Roman couldn’t resist sneaking a glance at Demise, who was no longer paying any attention. “I don’t mind staking my life on someone whose heart is in the right place.”
“Your life.” The Astronomer chuckled. “How about something of value?”
Roman allowed himself an answering smile. “Excuse me, sir, but if my life didn’t have some value to you, you’d have let Demise do me a long time ago.”
The Astronomer burst into surprisingly hearty laughter. “Brains and good looks. They’re what make you so damned useful to all of us. Must be what attracted your wife to you. You think?”

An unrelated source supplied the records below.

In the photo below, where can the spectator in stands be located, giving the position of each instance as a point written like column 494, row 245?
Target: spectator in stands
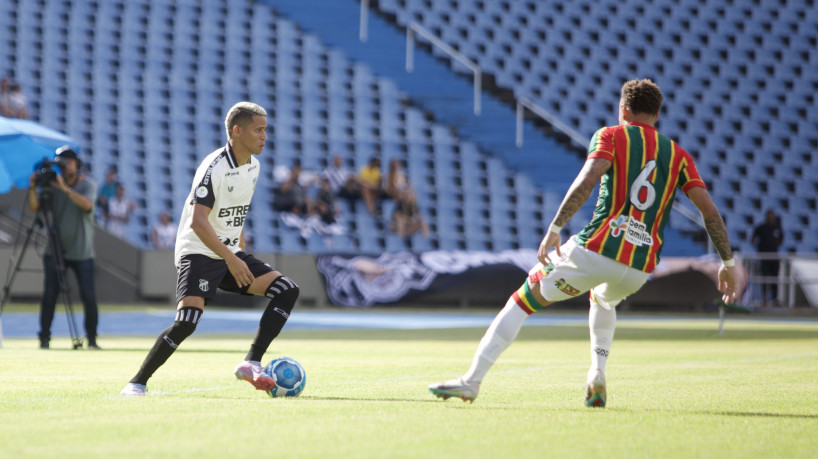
column 120, row 209
column 291, row 196
column 371, row 185
column 396, row 182
column 342, row 181
column 407, row 219
column 72, row 197
column 106, row 192
column 617, row 250
column 17, row 104
column 767, row 238
column 324, row 205
column 163, row 234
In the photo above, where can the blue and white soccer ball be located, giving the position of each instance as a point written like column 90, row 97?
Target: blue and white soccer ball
column 290, row 377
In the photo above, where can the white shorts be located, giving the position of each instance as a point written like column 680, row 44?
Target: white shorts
column 580, row 270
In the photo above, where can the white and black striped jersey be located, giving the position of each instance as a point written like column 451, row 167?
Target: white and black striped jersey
column 227, row 188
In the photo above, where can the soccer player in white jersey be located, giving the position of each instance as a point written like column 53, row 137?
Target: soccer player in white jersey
column 209, row 250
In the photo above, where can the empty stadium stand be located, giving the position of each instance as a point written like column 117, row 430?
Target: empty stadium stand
column 144, row 85
column 738, row 78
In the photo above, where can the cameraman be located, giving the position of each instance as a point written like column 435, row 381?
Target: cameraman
column 72, row 197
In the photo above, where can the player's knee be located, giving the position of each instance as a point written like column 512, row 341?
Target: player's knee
column 283, row 292
column 184, row 325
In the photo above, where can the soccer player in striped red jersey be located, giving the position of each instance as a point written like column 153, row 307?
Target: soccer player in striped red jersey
column 639, row 171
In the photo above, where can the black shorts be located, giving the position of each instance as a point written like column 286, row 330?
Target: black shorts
column 200, row 275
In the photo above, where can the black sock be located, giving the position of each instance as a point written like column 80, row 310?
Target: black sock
column 167, row 342
column 282, row 293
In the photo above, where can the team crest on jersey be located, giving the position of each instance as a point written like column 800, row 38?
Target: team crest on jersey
column 566, row 288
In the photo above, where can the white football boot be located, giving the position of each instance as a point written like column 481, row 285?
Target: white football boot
column 595, row 394
column 255, row 375
column 134, row 390
column 456, row 388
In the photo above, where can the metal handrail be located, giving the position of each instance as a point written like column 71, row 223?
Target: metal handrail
column 522, row 102
column 415, row 28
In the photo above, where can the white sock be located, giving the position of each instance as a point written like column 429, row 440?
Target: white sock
column 602, row 324
column 498, row 337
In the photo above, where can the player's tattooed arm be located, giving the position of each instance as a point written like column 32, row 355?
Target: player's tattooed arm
column 718, row 234
column 581, row 189
column 713, row 223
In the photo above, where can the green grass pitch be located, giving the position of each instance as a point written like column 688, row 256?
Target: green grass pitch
column 675, row 389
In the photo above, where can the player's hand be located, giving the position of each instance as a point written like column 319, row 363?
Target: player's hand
column 728, row 279
column 238, row 268
column 551, row 240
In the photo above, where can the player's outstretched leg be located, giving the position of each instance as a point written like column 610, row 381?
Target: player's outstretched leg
column 282, row 292
column 595, row 394
column 498, row 337
column 602, row 324
column 183, row 326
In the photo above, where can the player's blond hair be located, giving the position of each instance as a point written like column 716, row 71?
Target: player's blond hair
column 642, row 96
column 241, row 115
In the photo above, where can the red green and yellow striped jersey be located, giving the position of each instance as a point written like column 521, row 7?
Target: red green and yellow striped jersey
column 636, row 193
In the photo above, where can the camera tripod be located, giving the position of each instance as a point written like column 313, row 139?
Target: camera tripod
column 45, row 219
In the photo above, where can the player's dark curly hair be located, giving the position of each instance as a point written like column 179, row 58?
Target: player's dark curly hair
column 642, row 96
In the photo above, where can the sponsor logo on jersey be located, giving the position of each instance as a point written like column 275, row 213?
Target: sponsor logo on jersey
column 566, row 288
column 234, row 216
column 636, row 233
column 618, row 226
column 206, row 179
column 634, row 230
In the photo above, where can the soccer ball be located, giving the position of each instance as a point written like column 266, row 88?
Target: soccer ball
column 289, row 375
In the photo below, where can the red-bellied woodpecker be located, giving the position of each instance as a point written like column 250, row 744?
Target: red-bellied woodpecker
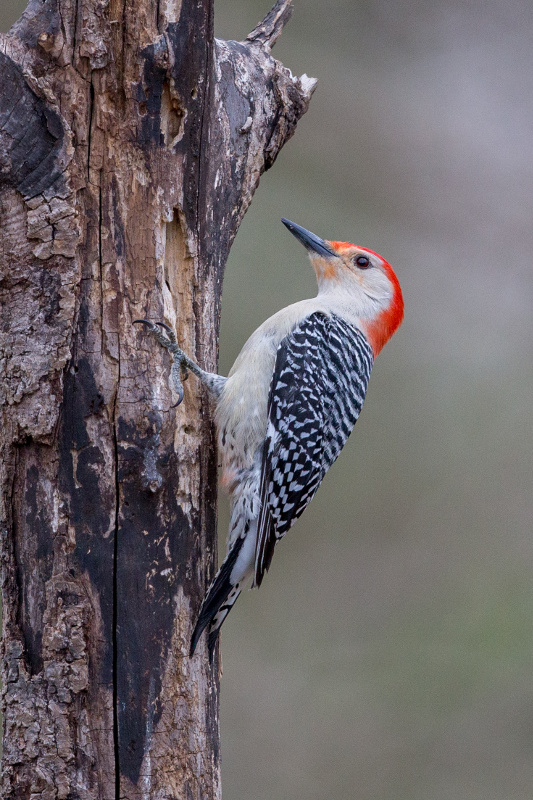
column 289, row 404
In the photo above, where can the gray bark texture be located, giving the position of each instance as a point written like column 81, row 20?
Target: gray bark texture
column 131, row 143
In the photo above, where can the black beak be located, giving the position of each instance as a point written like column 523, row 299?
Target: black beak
column 308, row 239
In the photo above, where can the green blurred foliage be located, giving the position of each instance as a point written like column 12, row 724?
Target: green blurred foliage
column 388, row 654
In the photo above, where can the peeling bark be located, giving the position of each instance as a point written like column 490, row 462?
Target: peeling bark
column 131, row 143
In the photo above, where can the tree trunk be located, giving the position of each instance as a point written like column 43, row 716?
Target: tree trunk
column 131, row 143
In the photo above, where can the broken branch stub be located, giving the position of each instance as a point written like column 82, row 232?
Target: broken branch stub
column 131, row 143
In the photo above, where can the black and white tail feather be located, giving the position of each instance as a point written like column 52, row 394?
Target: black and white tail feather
column 218, row 601
column 316, row 394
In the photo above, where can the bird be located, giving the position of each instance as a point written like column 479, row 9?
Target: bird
column 288, row 405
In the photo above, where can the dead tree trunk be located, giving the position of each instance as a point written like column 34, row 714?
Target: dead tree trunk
column 131, row 143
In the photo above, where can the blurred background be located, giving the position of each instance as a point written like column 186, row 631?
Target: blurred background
column 388, row 655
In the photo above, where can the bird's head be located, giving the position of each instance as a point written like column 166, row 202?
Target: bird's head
column 363, row 279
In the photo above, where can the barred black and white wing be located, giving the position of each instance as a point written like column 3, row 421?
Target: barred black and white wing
column 316, row 394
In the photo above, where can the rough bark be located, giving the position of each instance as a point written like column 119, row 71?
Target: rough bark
column 131, row 143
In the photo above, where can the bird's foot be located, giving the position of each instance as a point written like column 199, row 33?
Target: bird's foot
column 167, row 338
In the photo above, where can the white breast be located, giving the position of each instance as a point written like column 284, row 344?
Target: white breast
column 241, row 413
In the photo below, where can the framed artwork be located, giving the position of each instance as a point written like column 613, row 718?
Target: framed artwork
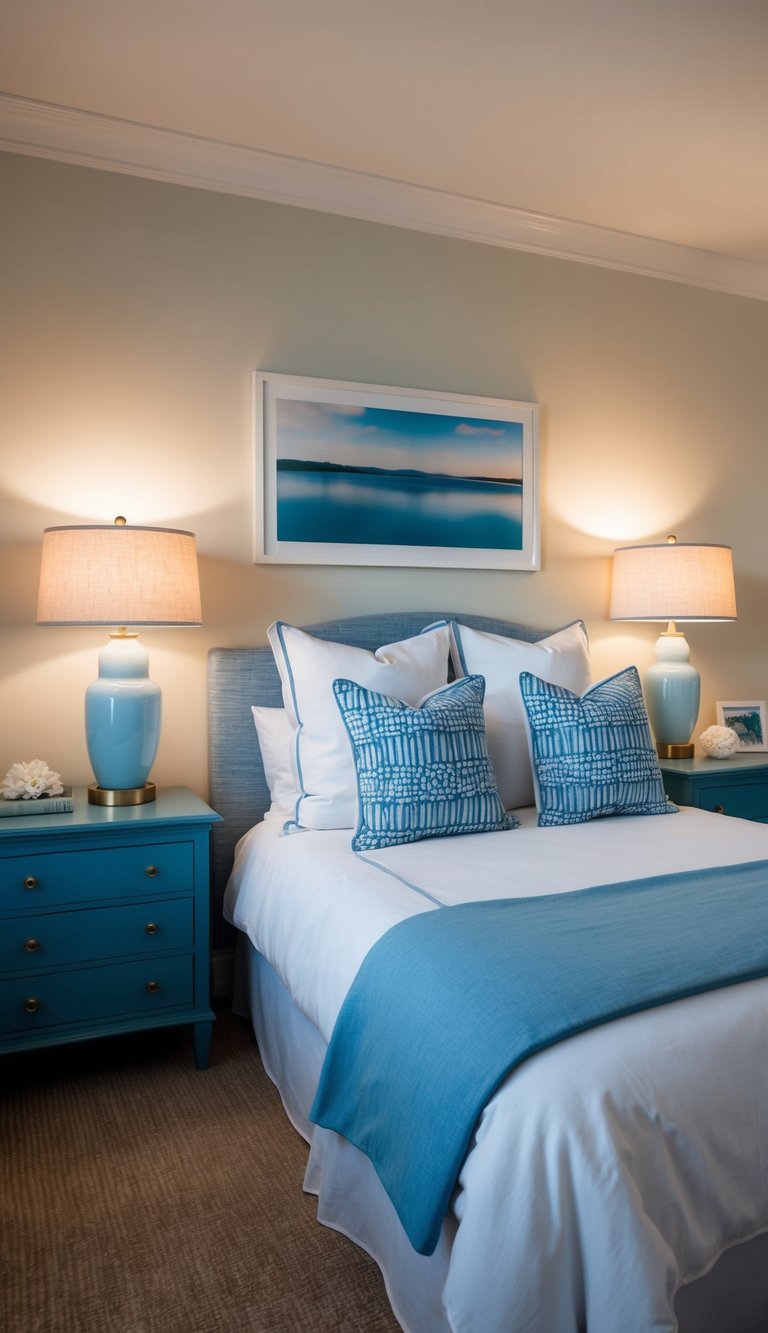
column 371, row 475
column 748, row 721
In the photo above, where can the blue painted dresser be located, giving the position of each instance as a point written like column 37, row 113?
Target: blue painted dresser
column 104, row 921
column 738, row 785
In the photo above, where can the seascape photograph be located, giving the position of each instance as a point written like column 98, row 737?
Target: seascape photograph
column 383, row 476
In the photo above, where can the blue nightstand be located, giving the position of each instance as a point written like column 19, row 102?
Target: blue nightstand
column 104, row 921
column 738, row 785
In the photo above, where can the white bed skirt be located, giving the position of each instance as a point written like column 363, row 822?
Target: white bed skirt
column 731, row 1299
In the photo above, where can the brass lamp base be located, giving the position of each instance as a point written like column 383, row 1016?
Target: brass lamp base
column 675, row 751
column 127, row 796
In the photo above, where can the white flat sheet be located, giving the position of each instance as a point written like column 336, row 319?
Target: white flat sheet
column 608, row 1169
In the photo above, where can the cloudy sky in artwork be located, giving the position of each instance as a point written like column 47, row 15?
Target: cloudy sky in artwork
column 387, row 437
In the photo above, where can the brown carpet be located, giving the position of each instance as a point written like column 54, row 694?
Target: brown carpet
column 140, row 1196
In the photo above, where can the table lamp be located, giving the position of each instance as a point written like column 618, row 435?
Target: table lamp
column 672, row 581
column 120, row 575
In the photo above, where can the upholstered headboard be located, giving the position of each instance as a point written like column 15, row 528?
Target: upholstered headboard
column 239, row 677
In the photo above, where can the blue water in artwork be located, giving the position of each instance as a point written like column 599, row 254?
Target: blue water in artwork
column 396, row 509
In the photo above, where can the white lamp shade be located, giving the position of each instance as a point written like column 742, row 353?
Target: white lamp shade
column 119, row 575
column 672, row 581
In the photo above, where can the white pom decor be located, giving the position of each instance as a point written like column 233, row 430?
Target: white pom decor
column 28, row 781
column 719, row 741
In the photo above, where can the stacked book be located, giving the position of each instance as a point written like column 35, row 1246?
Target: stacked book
column 60, row 804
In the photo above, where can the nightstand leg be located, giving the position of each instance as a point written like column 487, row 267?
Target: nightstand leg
column 202, row 1033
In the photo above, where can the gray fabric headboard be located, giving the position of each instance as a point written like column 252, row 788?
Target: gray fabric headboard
column 239, row 677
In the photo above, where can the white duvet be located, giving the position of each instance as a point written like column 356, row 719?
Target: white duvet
column 607, row 1171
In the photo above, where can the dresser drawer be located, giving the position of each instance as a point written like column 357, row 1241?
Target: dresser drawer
column 55, row 939
column 748, row 801
column 47, row 879
column 94, row 995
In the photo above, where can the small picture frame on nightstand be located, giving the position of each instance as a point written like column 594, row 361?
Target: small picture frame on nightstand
column 747, row 719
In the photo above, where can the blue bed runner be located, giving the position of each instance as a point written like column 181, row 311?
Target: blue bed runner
column 450, row 1001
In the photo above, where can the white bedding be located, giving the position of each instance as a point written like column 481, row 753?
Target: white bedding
column 608, row 1169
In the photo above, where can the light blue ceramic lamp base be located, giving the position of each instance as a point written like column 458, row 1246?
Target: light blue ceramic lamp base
column 672, row 693
column 123, row 712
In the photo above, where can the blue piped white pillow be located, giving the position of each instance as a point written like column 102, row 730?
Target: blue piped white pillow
column 422, row 772
column 322, row 759
column 592, row 753
column 562, row 657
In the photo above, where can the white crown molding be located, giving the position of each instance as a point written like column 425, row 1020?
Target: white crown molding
column 82, row 137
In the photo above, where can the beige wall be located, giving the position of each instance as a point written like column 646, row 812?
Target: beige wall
column 132, row 316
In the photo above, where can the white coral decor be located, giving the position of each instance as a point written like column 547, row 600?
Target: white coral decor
column 719, row 741
column 28, row 781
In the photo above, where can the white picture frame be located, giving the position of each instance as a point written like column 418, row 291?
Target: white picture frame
column 336, row 464
column 748, row 720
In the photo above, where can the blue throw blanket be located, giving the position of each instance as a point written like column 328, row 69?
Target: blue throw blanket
column 448, row 1003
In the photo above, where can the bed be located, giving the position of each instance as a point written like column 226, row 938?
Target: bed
column 616, row 1180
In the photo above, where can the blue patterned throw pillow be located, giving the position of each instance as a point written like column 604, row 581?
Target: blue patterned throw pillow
column 592, row 753
column 422, row 772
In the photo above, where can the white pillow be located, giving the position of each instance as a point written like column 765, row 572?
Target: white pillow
column 276, row 744
column 562, row 659
column 323, row 753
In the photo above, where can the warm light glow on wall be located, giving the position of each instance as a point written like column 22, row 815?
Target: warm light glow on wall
column 611, row 487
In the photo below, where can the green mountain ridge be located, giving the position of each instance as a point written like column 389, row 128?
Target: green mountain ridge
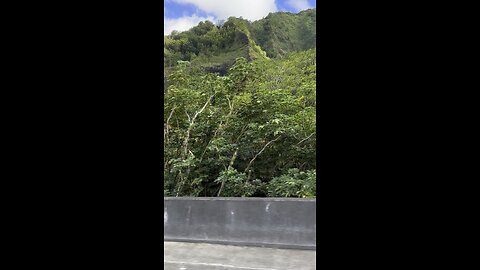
column 214, row 48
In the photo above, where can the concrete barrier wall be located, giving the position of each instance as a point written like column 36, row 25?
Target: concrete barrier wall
column 275, row 222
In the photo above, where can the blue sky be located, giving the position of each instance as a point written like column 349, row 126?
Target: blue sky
column 181, row 15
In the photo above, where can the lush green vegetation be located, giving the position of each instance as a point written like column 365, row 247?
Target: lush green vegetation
column 239, row 122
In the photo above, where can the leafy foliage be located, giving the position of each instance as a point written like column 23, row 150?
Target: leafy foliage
column 239, row 123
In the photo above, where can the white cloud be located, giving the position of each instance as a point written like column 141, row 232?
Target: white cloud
column 183, row 23
column 299, row 5
column 222, row 9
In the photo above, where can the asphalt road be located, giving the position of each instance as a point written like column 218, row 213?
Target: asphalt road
column 199, row 256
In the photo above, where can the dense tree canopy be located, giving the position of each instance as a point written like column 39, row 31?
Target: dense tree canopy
column 247, row 130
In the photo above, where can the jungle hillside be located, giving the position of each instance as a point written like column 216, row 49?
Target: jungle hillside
column 240, row 108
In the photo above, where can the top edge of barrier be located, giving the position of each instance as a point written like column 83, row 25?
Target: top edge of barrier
column 238, row 199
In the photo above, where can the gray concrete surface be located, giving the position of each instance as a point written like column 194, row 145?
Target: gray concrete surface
column 201, row 256
column 267, row 222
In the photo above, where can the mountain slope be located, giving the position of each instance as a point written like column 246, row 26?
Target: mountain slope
column 214, row 48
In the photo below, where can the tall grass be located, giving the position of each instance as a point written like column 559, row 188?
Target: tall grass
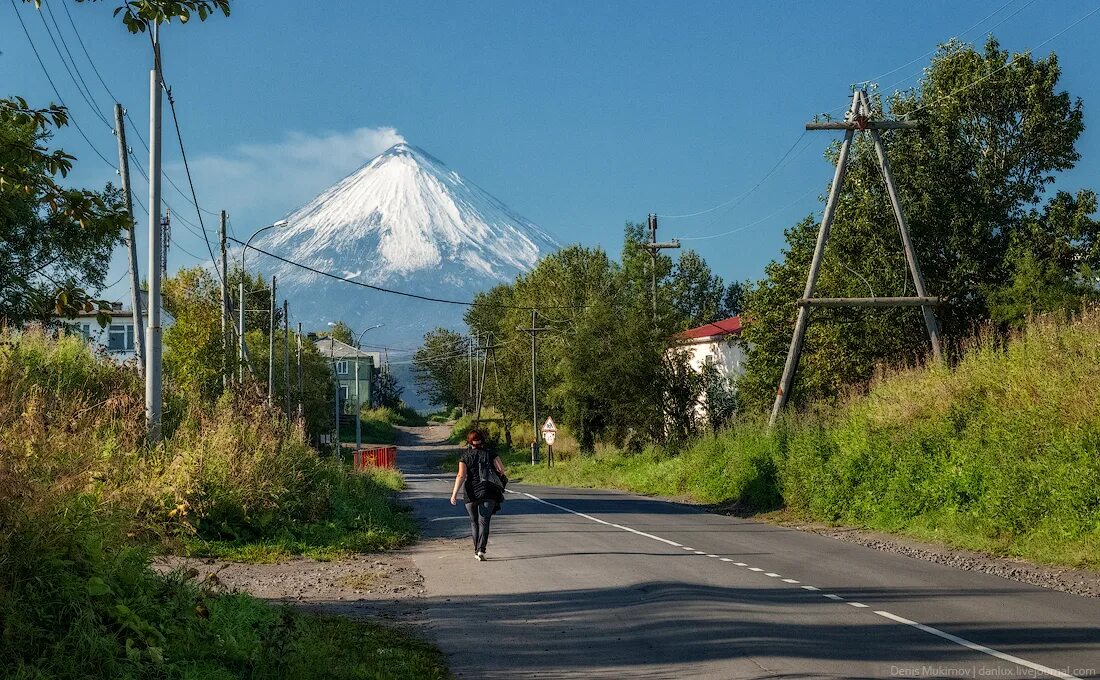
column 1000, row 453
column 84, row 501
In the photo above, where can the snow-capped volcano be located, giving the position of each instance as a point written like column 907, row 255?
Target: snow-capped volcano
column 404, row 220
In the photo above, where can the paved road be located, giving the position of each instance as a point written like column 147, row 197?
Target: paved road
column 584, row 583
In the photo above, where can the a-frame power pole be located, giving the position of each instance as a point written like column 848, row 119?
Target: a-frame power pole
column 857, row 120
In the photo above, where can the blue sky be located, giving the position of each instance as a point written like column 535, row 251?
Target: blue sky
column 580, row 116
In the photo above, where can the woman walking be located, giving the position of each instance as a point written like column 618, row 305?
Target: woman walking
column 483, row 495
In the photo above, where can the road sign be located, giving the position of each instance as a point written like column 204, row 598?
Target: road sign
column 549, row 431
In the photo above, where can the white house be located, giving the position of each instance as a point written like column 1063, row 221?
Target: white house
column 117, row 339
column 716, row 343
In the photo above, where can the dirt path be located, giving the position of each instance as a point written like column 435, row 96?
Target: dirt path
column 385, row 584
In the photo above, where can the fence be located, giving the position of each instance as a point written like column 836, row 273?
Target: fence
column 378, row 457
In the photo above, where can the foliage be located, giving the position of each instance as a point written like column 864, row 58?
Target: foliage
column 342, row 332
column 194, row 360
column 439, row 368
column 386, row 390
column 1000, row 453
column 79, row 489
column 971, row 179
column 55, row 242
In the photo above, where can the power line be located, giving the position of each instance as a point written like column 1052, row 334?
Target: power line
column 999, row 69
column 964, row 32
column 754, row 223
column 54, row 87
column 400, row 293
column 895, row 84
column 78, row 80
column 80, row 40
column 739, row 197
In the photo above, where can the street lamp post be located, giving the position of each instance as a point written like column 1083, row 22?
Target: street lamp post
column 359, row 406
column 240, row 338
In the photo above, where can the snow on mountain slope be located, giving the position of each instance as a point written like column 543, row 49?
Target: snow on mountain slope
column 404, row 220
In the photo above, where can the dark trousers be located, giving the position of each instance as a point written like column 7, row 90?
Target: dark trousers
column 480, row 515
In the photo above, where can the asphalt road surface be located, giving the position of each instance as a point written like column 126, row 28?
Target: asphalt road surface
column 583, row 583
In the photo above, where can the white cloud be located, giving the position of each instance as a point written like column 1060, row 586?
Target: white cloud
column 261, row 183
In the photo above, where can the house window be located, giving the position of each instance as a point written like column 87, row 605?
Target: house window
column 120, row 338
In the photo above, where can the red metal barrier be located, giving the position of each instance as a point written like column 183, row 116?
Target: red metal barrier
column 378, row 457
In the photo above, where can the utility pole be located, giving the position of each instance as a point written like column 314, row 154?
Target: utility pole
column 286, row 354
column 336, row 412
column 470, row 370
column 132, row 242
column 153, row 361
column 271, row 349
column 857, row 120
column 300, row 387
column 535, row 404
column 165, row 240
column 655, row 249
column 224, row 304
column 240, row 328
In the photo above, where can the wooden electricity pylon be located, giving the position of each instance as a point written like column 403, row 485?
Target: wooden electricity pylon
column 858, row 119
column 535, row 330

Roman kept smiling. “Very likely.”
Her dreams were full of strange pictures, things she’d never seen before. They troubled her sleep, passing through her head with an urgency that felt directed and reminded her of Roman’s impassioned pleas for her to join them. Whoever they were. Egyptian Masons. Her dreams told her all about them. And the Astronomer.
The Astronomer. A little man, shorter than she was, bone-thin, head too large. What Sal would have called bad-ass eyes while making that sign with his hand, the index and little fingers thrust out like horns, the middle two curled over his palm, some kind of Italian thing. Sal’s face floated through her dreams briefly and was swept away.